The dose of (-)deprenyl (2.0 mg/kg/day, sc, for 3 weeks) which significantly increased activities of superoxide dismutase (SOD) and catalase in the striatum of young male rats significantly reduced these activities in young female rats but did not change the SOD activity in old female rats. In order to clarify these effects, different doses of the drug were continuously infused sc for 3 weeks in three groups of rats (young males and young and old females). When a 10-fold smaller dose (0.2 mg/kg/day) was applied in young female rats, activities of both SOD and catalase were significantly increased, while a higher dose of 0.5 mg/kg/day was ineffective and a lower dose of 0.1 mg/kg/day was substantially less effective. In old female rats, doses of both 0.5 and 1.0 mg/kg/day were equally effective in elevating activities of SOD and catalase, while a lower dose of 0.1 mg/kg/day was less effective. The activity of glutathione peroxidase (GSH Px) remained unchanged in all groups, except for a significant decrease in the activity of non-selenium-dependent GSH Px in both young and old female rats given the highest drug dose (2.0 mg/kg/day). Furthermore, activities of all three enzymes remained unchanged in the hippocampus in most groups. The results indicate that (-)deprenyl significantly increases activities of both SOD and catalase in the striatum, but not in hippocampus of rats, and that the optimal dose is very different depending on the sex and age of the animal.     

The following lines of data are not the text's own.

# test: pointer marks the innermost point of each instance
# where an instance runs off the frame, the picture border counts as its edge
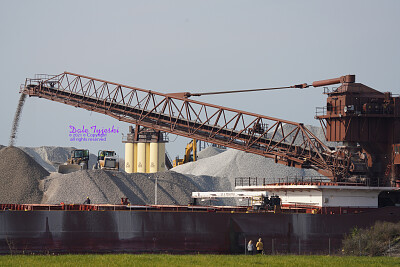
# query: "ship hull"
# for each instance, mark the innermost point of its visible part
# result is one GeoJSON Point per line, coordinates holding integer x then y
{"type": "Point", "coordinates": [125, 231]}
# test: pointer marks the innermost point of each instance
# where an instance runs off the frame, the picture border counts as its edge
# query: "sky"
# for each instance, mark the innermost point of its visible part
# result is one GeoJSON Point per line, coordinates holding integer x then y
{"type": "Point", "coordinates": [195, 46]}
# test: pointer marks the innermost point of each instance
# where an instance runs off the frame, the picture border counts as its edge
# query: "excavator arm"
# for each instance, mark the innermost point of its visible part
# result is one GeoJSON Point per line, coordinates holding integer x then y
{"type": "Point", "coordinates": [286, 142]}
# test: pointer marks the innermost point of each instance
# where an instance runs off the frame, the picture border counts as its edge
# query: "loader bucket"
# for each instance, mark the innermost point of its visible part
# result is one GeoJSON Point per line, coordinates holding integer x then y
{"type": "Point", "coordinates": [69, 168]}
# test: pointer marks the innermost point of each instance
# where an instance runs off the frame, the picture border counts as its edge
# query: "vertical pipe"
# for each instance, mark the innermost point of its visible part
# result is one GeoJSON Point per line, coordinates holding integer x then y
{"type": "Point", "coordinates": [147, 163]}
{"type": "Point", "coordinates": [161, 157]}
{"type": "Point", "coordinates": [153, 158]}
{"type": "Point", "coordinates": [155, 190]}
{"type": "Point", "coordinates": [141, 158]}
{"type": "Point", "coordinates": [135, 157]}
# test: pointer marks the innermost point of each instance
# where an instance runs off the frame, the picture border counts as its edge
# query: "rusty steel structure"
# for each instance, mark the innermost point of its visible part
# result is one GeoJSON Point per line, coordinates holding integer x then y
{"type": "Point", "coordinates": [367, 122]}
{"type": "Point", "coordinates": [286, 142]}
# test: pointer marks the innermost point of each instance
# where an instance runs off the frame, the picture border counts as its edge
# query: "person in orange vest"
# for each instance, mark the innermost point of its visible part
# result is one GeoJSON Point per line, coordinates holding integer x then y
{"type": "Point", "coordinates": [260, 247]}
{"type": "Point", "coordinates": [87, 201]}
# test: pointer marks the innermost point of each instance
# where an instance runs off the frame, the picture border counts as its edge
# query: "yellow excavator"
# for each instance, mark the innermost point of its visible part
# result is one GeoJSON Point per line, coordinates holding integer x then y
{"type": "Point", "coordinates": [77, 161]}
{"type": "Point", "coordinates": [190, 154]}
{"type": "Point", "coordinates": [107, 160]}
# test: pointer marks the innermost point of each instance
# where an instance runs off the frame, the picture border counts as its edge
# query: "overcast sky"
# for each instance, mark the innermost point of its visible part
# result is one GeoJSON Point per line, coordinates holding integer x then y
{"type": "Point", "coordinates": [174, 46]}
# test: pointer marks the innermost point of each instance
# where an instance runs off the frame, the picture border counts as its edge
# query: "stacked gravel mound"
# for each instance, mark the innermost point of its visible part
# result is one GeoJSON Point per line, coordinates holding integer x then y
{"type": "Point", "coordinates": [19, 177]}
{"type": "Point", "coordinates": [108, 187]}
{"type": "Point", "coordinates": [234, 163]}
{"type": "Point", "coordinates": [209, 152]}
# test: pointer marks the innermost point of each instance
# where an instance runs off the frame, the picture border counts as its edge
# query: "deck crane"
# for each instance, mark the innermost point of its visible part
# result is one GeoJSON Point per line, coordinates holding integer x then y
{"type": "Point", "coordinates": [286, 142]}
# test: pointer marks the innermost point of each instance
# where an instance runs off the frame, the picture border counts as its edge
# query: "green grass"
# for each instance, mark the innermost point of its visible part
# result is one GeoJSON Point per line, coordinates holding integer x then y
{"type": "Point", "coordinates": [194, 260]}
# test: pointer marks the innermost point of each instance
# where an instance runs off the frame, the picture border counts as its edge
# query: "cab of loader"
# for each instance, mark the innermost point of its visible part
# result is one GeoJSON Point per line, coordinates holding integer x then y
{"type": "Point", "coordinates": [78, 160]}
{"type": "Point", "coordinates": [190, 154]}
{"type": "Point", "coordinates": [107, 159]}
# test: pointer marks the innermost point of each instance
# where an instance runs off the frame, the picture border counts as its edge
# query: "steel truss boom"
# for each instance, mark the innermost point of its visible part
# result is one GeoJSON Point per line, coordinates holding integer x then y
{"type": "Point", "coordinates": [287, 142]}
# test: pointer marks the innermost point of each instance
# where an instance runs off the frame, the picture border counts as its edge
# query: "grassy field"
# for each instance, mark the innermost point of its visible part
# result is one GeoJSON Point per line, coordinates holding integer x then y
{"type": "Point", "coordinates": [194, 260]}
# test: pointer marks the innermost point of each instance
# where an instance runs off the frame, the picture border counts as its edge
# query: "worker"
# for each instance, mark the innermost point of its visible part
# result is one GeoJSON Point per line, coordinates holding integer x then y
{"type": "Point", "coordinates": [250, 247]}
{"type": "Point", "coordinates": [87, 201]}
{"type": "Point", "coordinates": [260, 246]}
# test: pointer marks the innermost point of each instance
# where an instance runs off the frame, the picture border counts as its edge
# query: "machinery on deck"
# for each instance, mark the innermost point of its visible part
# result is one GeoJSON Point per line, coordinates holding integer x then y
{"type": "Point", "coordinates": [365, 120]}
{"type": "Point", "coordinates": [107, 160]}
{"type": "Point", "coordinates": [77, 161]}
{"type": "Point", "coordinates": [190, 154]}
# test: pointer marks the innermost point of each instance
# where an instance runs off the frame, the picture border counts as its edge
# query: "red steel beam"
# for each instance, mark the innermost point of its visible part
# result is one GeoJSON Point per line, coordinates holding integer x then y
{"type": "Point", "coordinates": [233, 128]}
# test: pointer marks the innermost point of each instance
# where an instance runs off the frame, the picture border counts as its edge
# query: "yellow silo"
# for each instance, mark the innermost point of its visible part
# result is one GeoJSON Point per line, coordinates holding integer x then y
{"type": "Point", "coordinates": [141, 157]}
{"type": "Point", "coordinates": [153, 166]}
{"type": "Point", "coordinates": [161, 157]}
{"type": "Point", "coordinates": [129, 158]}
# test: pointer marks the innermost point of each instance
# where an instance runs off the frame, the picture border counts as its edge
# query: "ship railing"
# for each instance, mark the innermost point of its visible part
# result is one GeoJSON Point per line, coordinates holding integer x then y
{"type": "Point", "coordinates": [302, 180]}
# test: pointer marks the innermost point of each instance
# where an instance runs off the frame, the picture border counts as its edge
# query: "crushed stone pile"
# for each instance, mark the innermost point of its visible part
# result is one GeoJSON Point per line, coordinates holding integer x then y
{"type": "Point", "coordinates": [209, 152]}
{"type": "Point", "coordinates": [234, 163]}
{"type": "Point", "coordinates": [108, 187]}
{"type": "Point", "coordinates": [19, 177]}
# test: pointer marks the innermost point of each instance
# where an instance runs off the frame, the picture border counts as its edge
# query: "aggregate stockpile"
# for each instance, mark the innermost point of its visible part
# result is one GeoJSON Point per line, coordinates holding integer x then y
{"type": "Point", "coordinates": [20, 176]}
{"type": "Point", "coordinates": [229, 164]}
{"type": "Point", "coordinates": [108, 187]}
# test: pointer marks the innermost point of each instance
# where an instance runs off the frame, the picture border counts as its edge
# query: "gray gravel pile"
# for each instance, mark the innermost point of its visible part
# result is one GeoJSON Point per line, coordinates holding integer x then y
{"type": "Point", "coordinates": [209, 152]}
{"type": "Point", "coordinates": [19, 177]}
{"type": "Point", "coordinates": [108, 187]}
{"type": "Point", "coordinates": [50, 156]}
{"type": "Point", "coordinates": [234, 163]}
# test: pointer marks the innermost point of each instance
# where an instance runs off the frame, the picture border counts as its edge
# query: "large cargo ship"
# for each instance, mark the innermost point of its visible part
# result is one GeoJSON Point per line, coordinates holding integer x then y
{"type": "Point", "coordinates": [314, 225]}
{"type": "Point", "coordinates": [364, 174]}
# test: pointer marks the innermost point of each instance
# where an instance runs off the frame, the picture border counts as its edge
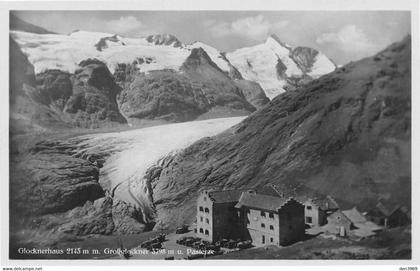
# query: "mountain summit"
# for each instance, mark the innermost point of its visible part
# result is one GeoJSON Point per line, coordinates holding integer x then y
{"type": "Point", "coordinates": [346, 134]}
{"type": "Point", "coordinates": [274, 65]}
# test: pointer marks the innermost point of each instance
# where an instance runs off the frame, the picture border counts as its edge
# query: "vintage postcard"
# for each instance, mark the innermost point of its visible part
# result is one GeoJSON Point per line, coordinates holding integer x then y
{"type": "Point", "coordinates": [252, 133]}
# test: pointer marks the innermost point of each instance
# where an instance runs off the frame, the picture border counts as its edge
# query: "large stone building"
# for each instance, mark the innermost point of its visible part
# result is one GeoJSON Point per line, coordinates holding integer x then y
{"type": "Point", "coordinates": [216, 214]}
{"type": "Point", "coordinates": [246, 215]}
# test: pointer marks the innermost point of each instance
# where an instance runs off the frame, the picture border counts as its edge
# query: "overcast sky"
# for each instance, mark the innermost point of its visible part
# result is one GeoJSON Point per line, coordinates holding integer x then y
{"type": "Point", "coordinates": [342, 35]}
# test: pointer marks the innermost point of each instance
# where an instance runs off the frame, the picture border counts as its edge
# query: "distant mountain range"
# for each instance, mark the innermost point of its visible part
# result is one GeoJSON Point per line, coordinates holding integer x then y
{"type": "Point", "coordinates": [156, 78]}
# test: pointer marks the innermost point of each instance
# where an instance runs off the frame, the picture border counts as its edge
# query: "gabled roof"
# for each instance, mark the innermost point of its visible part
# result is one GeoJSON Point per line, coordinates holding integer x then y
{"type": "Point", "coordinates": [263, 202]}
{"type": "Point", "coordinates": [354, 216]}
{"type": "Point", "coordinates": [341, 214]}
{"type": "Point", "coordinates": [387, 208]}
{"type": "Point", "coordinates": [323, 202]}
{"type": "Point", "coordinates": [225, 196]}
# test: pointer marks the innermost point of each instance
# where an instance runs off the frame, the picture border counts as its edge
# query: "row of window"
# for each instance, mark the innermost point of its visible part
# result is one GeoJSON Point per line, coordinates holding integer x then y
{"type": "Point", "coordinates": [206, 210]}
{"type": "Point", "coordinates": [206, 232]}
{"type": "Point", "coordinates": [207, 220]}
{"type": "Point", "coordinates": [263, 239]}
{"type": "Point", "coordinates": [271, 226]}
{"type": "Point", "coordinates": [270, 215]}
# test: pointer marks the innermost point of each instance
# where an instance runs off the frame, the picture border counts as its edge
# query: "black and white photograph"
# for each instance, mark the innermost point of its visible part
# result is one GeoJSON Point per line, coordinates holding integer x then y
{"type": "Point", "coordinates": [201, 135]}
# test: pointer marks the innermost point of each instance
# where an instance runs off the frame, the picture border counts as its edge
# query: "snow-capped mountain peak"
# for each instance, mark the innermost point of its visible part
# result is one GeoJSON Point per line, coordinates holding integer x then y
{"type": "Point", "coordinates": [272, 64]}
{"type": "Point", "coordinates": [274, 40]}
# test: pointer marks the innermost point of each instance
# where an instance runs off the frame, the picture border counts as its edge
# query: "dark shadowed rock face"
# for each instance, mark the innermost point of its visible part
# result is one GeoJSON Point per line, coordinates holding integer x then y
{"type": "Point", "coordinates": [103, 42]}
{"type": "Point", "coordinates": [201, 89]}
{"type": "Point", "coordinates": [54, 85]}
{"type": "Point", "coordinates": [57, 99]}
{"type": "Point", "coordinates": [164, 39]}
{"type": "Point", "coordinates": [163, 94]}
{"type": "Point", "coordinates": [346, 134]}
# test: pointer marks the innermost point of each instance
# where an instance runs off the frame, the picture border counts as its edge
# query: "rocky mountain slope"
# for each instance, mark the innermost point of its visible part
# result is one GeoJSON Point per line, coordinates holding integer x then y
{"type": "Point", "coordinates": [274, 65]}
{"type": "Point", "coordinates": [164, 81]}
{"type": "Point", "coordinates": [57, 99]}
{"type": "Point", "coordinates": [200, 90]}
{"type": "Point", "coordinates": [346, 134]}
{"type": "Point", "coordinates": [74, 187]}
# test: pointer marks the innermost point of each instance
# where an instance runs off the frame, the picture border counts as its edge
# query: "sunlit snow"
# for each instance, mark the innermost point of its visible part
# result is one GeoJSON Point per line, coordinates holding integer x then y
{"type": "Point", "coordinates": [133, 152]}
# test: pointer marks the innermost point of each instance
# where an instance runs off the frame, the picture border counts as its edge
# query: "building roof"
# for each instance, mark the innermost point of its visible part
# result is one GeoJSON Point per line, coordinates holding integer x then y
{"type": "Point", "coordinates": [355, 216]}
{"type": "Point", "coordinates": [338, 213]}
{"type": "Point", "coordinates": [264, 202]}
{"type": "Point", "coordinates": [225, 196]}
{"type": "Point", "coordinates": [387, 208]}
{"type": "Point", "coordinates": [325, 203]}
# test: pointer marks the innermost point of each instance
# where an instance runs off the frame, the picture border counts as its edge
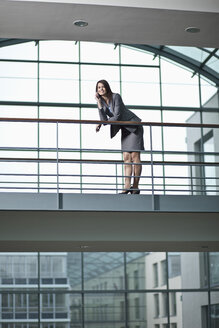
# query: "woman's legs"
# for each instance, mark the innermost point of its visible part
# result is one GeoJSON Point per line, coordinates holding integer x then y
{"type": "Point", "coordinates": [135, 158]}
{"type": "Point", "coordinates": [128, 169]}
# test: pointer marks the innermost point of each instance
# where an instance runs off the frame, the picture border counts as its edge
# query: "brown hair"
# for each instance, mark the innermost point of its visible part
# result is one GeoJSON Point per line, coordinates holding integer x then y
{"type": "Point", "coordinates": [107, 86]}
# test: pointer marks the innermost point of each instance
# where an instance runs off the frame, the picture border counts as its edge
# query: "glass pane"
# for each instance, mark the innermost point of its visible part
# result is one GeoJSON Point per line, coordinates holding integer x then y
{"type": "Point", "coordinates": [137, 309]}
{"type": "Point", "coordinates": [214, 269]}
{"type": "Point", "coordinates": [18, 269]}
{"type": "Point", "coordinates": [135, 269]}
{"type": "Point", "coordinates": [103, 271]}
{"type": "Point", "coordinates": [53, 270]}
{"type": "Point", "coordinates": [174, 116]}
{"type": "Point", "coordinates": [27, 51]}
{"type": "Point", "coordinates": [59, 51]}
{"type": "Point", "coordinates": [209, 94]}
{"type": "Point", "coordinates": [156, 272]}
{"type": "Point", "coordinates": [214, 310]}
{"type": "Point", "coordinates": [18, 81]}
{"type": "Point", "coordinates": [15, 134]}
{"type": "Point", "coordinates": [143, 83]}
{"type": "Point", "coordinates": [19, 307]}
{"type": "Point", "coordinates": [137, 56]}
{"type": "Point", "coordinates": [156, 309]}
{"type": "Point", "coordinates": [18, 111]}
{"type": "Point", "coordinates": [59, 83]}
{"type": "Point", "coordinates": [178, 86]}
{"type": "Point", "coordinates": [213, 63]}
{"type": "Point", "coordinates": [99, 52]}
{"type": "Point", "coordinates": [192, 52]}
{"type": "Point", "coordinates": [61, 308]}
{"type": "Point", "coordinates": [189, 309]}
{"type": "Point", "coordinates": [104, 310]}
{"type": "Point", "coordinates": [187, 270]}
{"type": "Point", "coordinates": [71, 113]}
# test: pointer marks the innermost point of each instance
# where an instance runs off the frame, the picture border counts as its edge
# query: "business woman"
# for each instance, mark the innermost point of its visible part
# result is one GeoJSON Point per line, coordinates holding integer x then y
{"type": "Point", "coordinates": [112, 108]}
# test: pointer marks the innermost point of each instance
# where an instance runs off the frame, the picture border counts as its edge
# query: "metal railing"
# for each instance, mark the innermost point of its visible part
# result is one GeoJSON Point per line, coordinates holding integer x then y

Pharmacological modifications of endogenous antioxidant enzymes with special reference to the effects of deprenyl: a possible antioxidant strategy

Limited information is available on the upregulation of endogenous antioxidant enzymes by means of administering various pharmaceuticals and/or chemicals. It has been reported that ursodeoxycholic acid (UDCA), a bile acid originally identified from black bear bile (a Chinese medicine, Yutan) increased glutathione S-transferase (GST) activities in mouse livers, resulting in a decrease in systemic lethal toxicity of orally challenged 1-2-dichloro-4-nitrobenzene (DCNB). Also, ursolic acid found in herbal medicines (e.g. leaves of loquat) was reported to increase catalase (CAT) activities in mouse liver. Interestingly, the chemical structures of these two compounds are surprisingly similar to each other, despite the difference in their original sources. These results suggest that in the future, more and more compounds will be found to have effects on increasing endogenous antioxidant enzyme activities. Deprenyl is a monoamine oxidase B inhibitor but also possesses many other different pharmacological activities. Among these various pharmacological effects of deprenyl, a possible causal relationship between two effects of deprenyl, namely the prolongation of the survival of animals and upregulation of antioxidant enzymes in selective brain regions, has been postulated by the authors. In at least four different animal species (rats, mice, hamsters and dogs), a significant prolongation of survival by chronic administration of the drug has been reported by different groups including that of the authors. This group has reported that repeated administration of the drug for 2-3 weeks can significantly increase activities of both types of superoxide dismutase (SODs) (Cu, Zn-, and Mn-SODs) as well as of CAT selectively in brain dopaminergic regions. Both effects are dose dependent but excessive dosages become less effective and even cause an adverse effect (i.e. a decrease in enzyme activities and shortening of life span). The parallelism of the dose-effect relationship between the two phenomena suggests that modification of SOD and CAT levels is one possible mechanism for deprenyl's ability to prolong the life span of animals.